C'est précisément ce qu'il montre dans ses photographies et ses installations, non pas en quête d'auteur mais en quête de clarté. Nuri Bilge Ceylan tourne ses films comme des lettres qu'il envoie dans l'obscurité. Les photographies et les films de Laurent Millet sont des lettres qu'il envoie contre les vitres qui le séparent des nuages. Son goût pour la matérialité  fait de lui un photographe étymologique par son attrait pour les  poutres  celles  qui donnent accès aux chemins de traverses qu'il franchit à tout bout de champ.

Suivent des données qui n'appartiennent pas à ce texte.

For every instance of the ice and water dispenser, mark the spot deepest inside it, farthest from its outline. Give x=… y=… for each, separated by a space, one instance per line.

Cela dit, il ne cherche pas à saisir des rythmes mais une rythmique en images arrêtées, celle du discontinu des  images par à-coups. Une rythmique qui suit les injonctions formulées par Cézanne quand il parlait  des "formes de femmes et des épaules de colline".
La modernité de ce photographe qui se satisfait de la simplicité qui l'entoure, s'éclate comme les poutres qui frappent l'eau sans écouter leur bruit. C'est ainsi qu'il fendille "les temps". Claudel disait " il est à la même heure toutes les heures à la fois" car  il y a les temps de la réalité et les temps de l'imaginaire. Le jeu des forces qui se déplacent en contre champ du jeu des mouvements sans remettre en cause la royale indifférence de la nature sont autant de temps privilégiés.
Il aime ces temps où il est agréable d'agir  parce qu'ils lui donnent la possibilité  d'aller sous la peau des nuages, sous la brillance des bulles.  La traque de ces dernières peut paraître bien  illusoire  à  celui qui ne voit pas qu'elles rythment le vertige. C'est parce qu'il est en résonance  avec les temps que  Laurent Millet est en résonance avec le vide qu'il suppose. C'est comme cela qu'il peut prendre de la hauteur au dessus des marais que hantent ses "tempestaires". Il n'a rien à voir avec ce guerrier furieux qui faisait battre la mer par dépit. Il cherche à faire sortir l'eau de son mutisme afin d'écouter-voir si l'écume lui répond.
Mallarmé disait que Sainte Cécile était la musicienne du silence. Laurent Millet écoute en silence les paysages qui lui parlent.